Empowered women dominate MTV video awards
What I loved about this year’s MTV Video Music Awards was the show was all about empowered women.
From Nicki Minaj’s defiant twerking to Taylor Swift’s male entourage to Beyoncé singing with the word “FEMINIST” emblazoned behind her, empowered women stole the show Sunday night.
Their message was clear, we’re taking over and we’re not sorry.
The most touching moment of the night was arguably when Beyoncé’s husband Jay Z and their daughter Blue Ivy went onstage to present her with the Michael Jackson Video Vanguard Award. The award is the VMA’s equivalent of a lifetime achievement award.
Jay Z called his wife the “greatest living entertainer” and Beyoncé’s daughter clapped her hands and appeared to say, “Yay, Mommy.”
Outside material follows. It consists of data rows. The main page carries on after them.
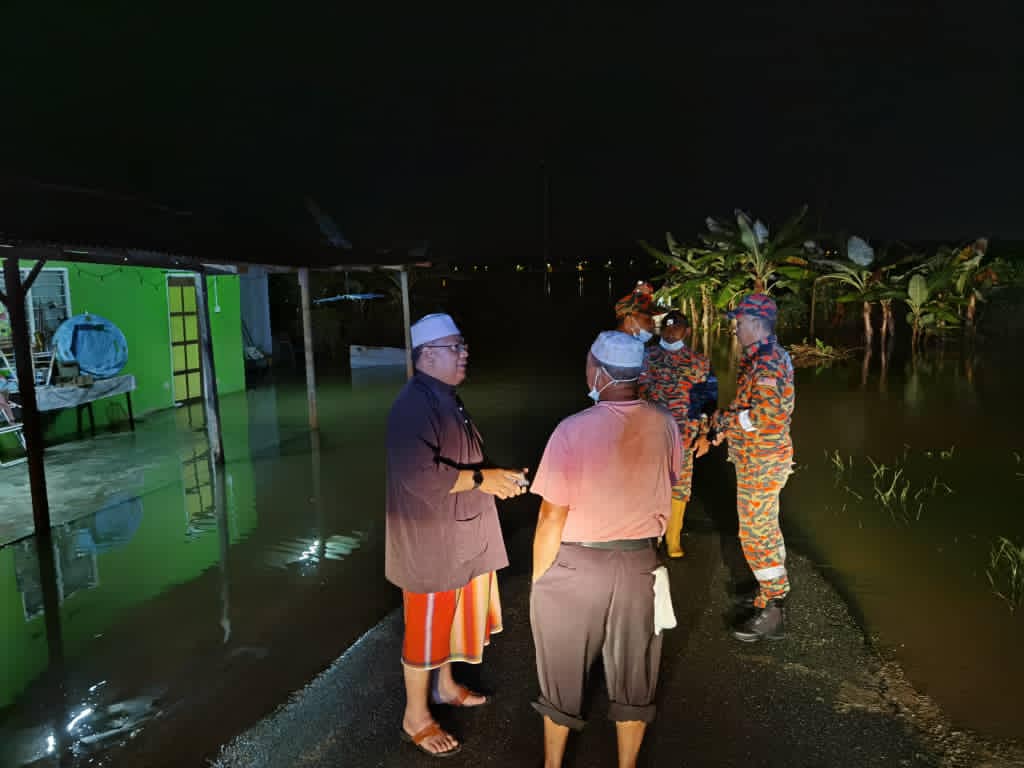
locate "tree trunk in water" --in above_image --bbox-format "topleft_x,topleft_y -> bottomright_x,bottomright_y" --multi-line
689,296 -> 700,339
861,344 -> 872,389
879,299 -> 891,342
966,293 -> 977,334
701,286 -> 713,336
833,302 -> 846,328
880,335 -> 890,393
862,300 -> 874,346
809,281 -> 817,338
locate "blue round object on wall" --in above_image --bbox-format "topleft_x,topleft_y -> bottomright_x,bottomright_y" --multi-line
53,313 -> 129,378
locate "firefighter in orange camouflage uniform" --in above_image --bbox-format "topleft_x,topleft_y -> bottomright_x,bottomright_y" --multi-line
639,310 -> 717,558
712,294 -> 795,642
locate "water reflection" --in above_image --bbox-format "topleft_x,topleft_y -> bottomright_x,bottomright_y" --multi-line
2,276 -> 1022,761
14,527 -> 99,620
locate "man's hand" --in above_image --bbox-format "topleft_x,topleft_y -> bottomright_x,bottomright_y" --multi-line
712,432 -> 726,447
478,468 -> 530,500
533,501 -> 569,582
694,435 -> 711,458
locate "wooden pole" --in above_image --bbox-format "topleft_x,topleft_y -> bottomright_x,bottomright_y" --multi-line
311,429 -> 325,561
4,257 -> 53,534
193,272 -> 225,465
399,268 -> 413,379
3,256 -> 64,666
298,267 -> 319,429
212,459 -> 232,644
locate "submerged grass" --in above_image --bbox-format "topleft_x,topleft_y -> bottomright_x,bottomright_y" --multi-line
987,537 -> 1024,613
826,449 -> 954,525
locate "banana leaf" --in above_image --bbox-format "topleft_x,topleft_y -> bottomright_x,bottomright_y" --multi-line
908,274 -> 929,306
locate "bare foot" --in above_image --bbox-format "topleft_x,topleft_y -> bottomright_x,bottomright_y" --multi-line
402,715 -> 459,755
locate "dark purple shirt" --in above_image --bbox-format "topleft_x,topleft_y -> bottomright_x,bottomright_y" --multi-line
385,371 -> 509,593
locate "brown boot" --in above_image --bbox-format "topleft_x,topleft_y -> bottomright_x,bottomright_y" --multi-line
665,499 -> 687,558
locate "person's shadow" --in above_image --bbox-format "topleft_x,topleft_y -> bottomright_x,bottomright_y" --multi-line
690,442 -> 757,626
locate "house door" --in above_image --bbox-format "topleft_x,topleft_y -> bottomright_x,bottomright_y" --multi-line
168,277 -> 202,404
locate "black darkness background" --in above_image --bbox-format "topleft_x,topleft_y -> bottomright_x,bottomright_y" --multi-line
1,2 -> 1021,262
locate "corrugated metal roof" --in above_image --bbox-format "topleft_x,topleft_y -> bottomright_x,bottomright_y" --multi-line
0,176 -> 429,271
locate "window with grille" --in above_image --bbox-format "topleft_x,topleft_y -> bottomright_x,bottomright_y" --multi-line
0,267 -> 72,356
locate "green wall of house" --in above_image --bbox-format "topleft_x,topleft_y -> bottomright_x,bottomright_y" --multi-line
40,263 -> 245,441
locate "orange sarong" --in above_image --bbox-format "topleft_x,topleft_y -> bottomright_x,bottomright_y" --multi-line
401,570 -> 503,670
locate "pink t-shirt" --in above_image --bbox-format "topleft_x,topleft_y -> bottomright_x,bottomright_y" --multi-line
531,400 -> 682,542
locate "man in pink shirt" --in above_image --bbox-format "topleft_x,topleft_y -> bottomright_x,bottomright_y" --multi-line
529,331 -> 682,768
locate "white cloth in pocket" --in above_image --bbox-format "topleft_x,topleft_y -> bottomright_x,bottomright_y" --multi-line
652,565 -> 677,635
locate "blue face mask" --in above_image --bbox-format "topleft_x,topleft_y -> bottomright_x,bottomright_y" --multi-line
633,329 -> 653,343
660,339 -> 684,352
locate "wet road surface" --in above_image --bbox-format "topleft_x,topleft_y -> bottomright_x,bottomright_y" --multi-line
215,508 -> 1024,768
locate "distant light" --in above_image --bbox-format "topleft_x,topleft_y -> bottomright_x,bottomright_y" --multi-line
46,733 -> 56,754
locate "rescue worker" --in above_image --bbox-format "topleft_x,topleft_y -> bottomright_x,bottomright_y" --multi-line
614,281 -> 656,342
712,294 -> 795,642
638,310 -> 718,558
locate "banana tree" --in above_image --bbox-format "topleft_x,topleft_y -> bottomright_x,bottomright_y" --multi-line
903,273 -> 961,351
642,236 -> 736,335
811,260 -> 880,344
700,205 -> 813,296
948,238 -> 1005,333
643,237 -> 708,327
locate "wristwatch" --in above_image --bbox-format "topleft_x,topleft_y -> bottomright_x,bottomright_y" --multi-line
472,469 -> 484,489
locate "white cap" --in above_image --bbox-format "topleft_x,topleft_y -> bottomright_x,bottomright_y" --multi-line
411,313 -> 462,348
590,331 -> 645,369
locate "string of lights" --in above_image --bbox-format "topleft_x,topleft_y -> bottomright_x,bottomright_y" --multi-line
70,265 -> 172,292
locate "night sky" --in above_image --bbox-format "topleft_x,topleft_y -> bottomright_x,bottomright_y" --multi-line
1,2 -> 1021,262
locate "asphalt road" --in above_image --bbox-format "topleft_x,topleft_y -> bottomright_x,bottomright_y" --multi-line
215,512 -> 1018,768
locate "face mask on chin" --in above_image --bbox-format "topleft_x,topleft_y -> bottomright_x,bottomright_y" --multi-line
660,338 -> 684,352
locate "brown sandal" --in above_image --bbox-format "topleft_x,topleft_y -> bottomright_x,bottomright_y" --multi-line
431,682 -> 490,707
400,722 -> 462,758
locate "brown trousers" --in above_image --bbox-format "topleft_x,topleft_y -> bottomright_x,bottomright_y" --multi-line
530,543 -> 663,729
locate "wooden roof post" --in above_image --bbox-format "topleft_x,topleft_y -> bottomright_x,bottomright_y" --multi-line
3,255 -> 65,667
3,256 -> 53,534
211,457 -> 232,644
400,267 -> 413,379
194,272 -> 225,465
298,267 -> 319,430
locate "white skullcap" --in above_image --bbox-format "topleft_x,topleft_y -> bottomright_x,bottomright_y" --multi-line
411,313 -> 462,348
590,331 -> 645,368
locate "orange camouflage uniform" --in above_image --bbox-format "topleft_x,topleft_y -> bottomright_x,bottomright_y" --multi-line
714,335 -> 795,608
639,344 -> 715,502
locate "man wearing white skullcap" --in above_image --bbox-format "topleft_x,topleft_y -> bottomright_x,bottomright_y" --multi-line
528,330 -> 682,767
386,312 -> 529,758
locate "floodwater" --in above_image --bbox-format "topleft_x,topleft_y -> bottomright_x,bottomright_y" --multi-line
1,272 -> 1021,766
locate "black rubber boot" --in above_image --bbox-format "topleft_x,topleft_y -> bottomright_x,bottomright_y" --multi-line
731,599 -> 786,642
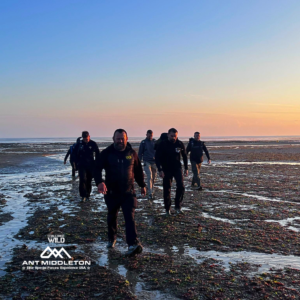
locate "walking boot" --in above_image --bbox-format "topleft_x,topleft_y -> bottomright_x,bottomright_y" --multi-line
107,240 -> 116,248
125,244 -> 143,257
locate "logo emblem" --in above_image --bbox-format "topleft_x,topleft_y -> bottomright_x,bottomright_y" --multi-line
175,148 -> 181,153
126,156 -> 132,159
47,231 -> 65,243
40,247 -> 71,259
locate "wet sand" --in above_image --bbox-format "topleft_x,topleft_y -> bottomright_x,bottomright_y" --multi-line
0,140 -> 300,299
0,142 -> 66,169
0,153 -> 48,169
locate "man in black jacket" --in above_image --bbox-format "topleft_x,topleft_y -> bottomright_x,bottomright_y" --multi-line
186,132 -> 211,190
155,128 -> 188,216
94,129 -> 146,257
71,131 -> 100,202
64,137 -> 81,178
64,144 -> 76,177
154,133 -> 168,151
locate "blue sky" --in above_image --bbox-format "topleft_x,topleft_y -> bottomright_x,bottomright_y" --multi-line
1,0 -> 300,137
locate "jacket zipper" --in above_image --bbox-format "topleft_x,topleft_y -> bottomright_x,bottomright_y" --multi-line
121,159 -> 124,192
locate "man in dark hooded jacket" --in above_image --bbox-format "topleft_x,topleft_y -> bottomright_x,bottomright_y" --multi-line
64,137 -> 81,178
71,131 -> 100,201
94,129 -> 146,257
186,132 -> 211,190
155,128 -> 188,216
154,133 -> 168,151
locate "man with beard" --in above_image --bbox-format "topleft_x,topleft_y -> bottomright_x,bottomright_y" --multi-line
71,131 -> 100,202
186,132 -> 211,190
138,129 -> 157,201
155,128 -> 188,216
94,129 -> 146,256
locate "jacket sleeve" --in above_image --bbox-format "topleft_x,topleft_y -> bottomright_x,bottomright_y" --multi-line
153,139 -> 156,158
155,143 -> 163,172
71,144 -> 79,164
94,141 -> 101,160
64,149 -> 70,162
138,141 -> 144,161
203,143 -> 210,160
186,142 -> 191,155
181,142 -> 188,170
133,152 -> 146,188
94,150 -> 106,186
154,139 -> 159,151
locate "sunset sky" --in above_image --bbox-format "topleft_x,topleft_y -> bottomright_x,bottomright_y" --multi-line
1,0 -> 300,138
If there’s trouble in paradise between Beyoncé and Jay Z, they certainly didn’t show it. It was Blue Ivy’s first appearance on TV, which was ironic because it was on the show back in 2011 that Beyoncé announced her pregnancy to the world.
Another poignant moment from the show was when Miley Cyrus took home video of the year for “Wrecking Ball” and let a young homeless man named Jessie accept the award on behalf of the 1.6 million runaways and homeless youth in the United States.
Jessie claimed that Los Angeles has the largest population of homeless youth in America and urged people to go to Cyrus’ Facebook page to raise awareness and funds to end youth homelessness.
Last year Cyrus’ controversial performance with Robin Thicke stole the show, and I give her credit for finding another way to stay in the limelight while advocating a cause she believes in.
Say what you want about Cyrus’ twerking and tongue-wagging, she sure knows how to be a class act (and cry on cue) when the occasion calls for it.
The night also featured a serious social message. Rapper-actor Common held a moment of silence for Michael Brown, the unarmed 18-year-old who was fatally shot by a police officer on Aug. 9, before he presented the award for best hip-hop video.
Later, a 15-second spot aired alluding to the shooting in Ferguson, Missouri, urging viewers to take action to eliminate bias.
Other notable moments: Nicki Minaj suffered a wardrobe malfunction during the opening of the show while performing “Bang Bang” with Ariana Grande and Jessie J. Apparently, she ran out of time changing costumes and had to hold the front of her dress together. I’ll say this, she didn’t miss a beat.
Katy Perry won best female video for “Dark Horse” with Juicy J, but it was her outfit that everyone was talking about. Perry showed up to the awards with Riff Raff, imitating an extremely iconic moment in red carpet history: Britney Spears and Justin Timberlake’s matching denim outfits from the 2001 American Music Awards.
Perry said this about her wardrobe choice on Twitter, “I must admit my outfit is a result of my love for nostalgia and my tumblr addiction.” Perry admitted that she was going for the “best worst dressed.” I’d say she accomplished that goal.
Overall the VMAs were pretty tame compared to years past, but it was inspiring to see women rule the night. The ladies even dominated by winning 63 percent of the awards.